Ogni anno 300 lupi, circa il 20% della popolazione italiana, vengono uccisi in Italia da bracconieri, bocconi avvelenati o dall’impatto con le auto. Il Wwf decide così di scendere in campo per salvare questa specie con una maratona di due settimane, da oggi fino al 22 maggio, attraverso l’sms solidale 45524. Circa il 20% degli esemplari italiani di lupo resta vittima dei bracconieri armati di fucili, trappole o esche avvelenate o muore investito da auto che attraversano i territori dove vivono. Né – avverte il Wwf – le aree protette rappresentano un rifugio sicuro per questi animali.
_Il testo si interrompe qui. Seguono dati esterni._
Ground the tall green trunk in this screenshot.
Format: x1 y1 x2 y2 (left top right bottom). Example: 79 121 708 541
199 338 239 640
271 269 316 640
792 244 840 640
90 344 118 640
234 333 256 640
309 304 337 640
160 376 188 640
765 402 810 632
Le stime italiane parlano di circa 300 lupi uccisi ogni anno su una popolazione complessiva (stimata) di 1.600 animali: ma i lupi uccisi potrebbero essere senz’altro di più. “Il danno è enorme, con grave squilibrio per tutta la fauna nazionale. Se il lupo, grazie anche alle campagne del Wwf condotte sin dagli anni ’70, si era salvato dall’estinzione recuperando il suo areale originario, oggi è di nuovo in pericolo e “c’è bisogno di uno sforzo straordinario e a 360 gradi per salvarlo – avverte l’associazione – e aiutare a sradicare una rinnovata diffidenza di alcune comunità verso questo importante predatore”.

I fondi raccolti durante la maratona di due settimane serviranno a finanziare i controlli sul campo delle Guardie volontarie attrezzandole con droni per sorvegliare le aree più a rischio, a potenziare l’utilizzo degli sniffer-dog, cani addestrati a scovare le tracce di veleno sparso dai bracconieri, a curare gli animali feriti nei centri specializzati, a realizzare speciali attraversamenti stradali sicuri per lupi e orsi. L’aiuto al Wwf servirà anche a sostenere gli allevatori ‘salva-lupo’ contribuendo al mantenimento dei cani da guardiania più adatti e assistendoli con campi di volontariato e una ‘scuola permanente e diffusa’ a difesa del lupo per informare, sensibilizzare e coinvolgere i cittadini e le scuole.

La stessa associazione si era attivata mesi fa contro il piano che prevedeva l’abbattimento dei lupi per un massimo del 5% di esemplari. Un piano poi modificato per le numerose proteste degli animalisti.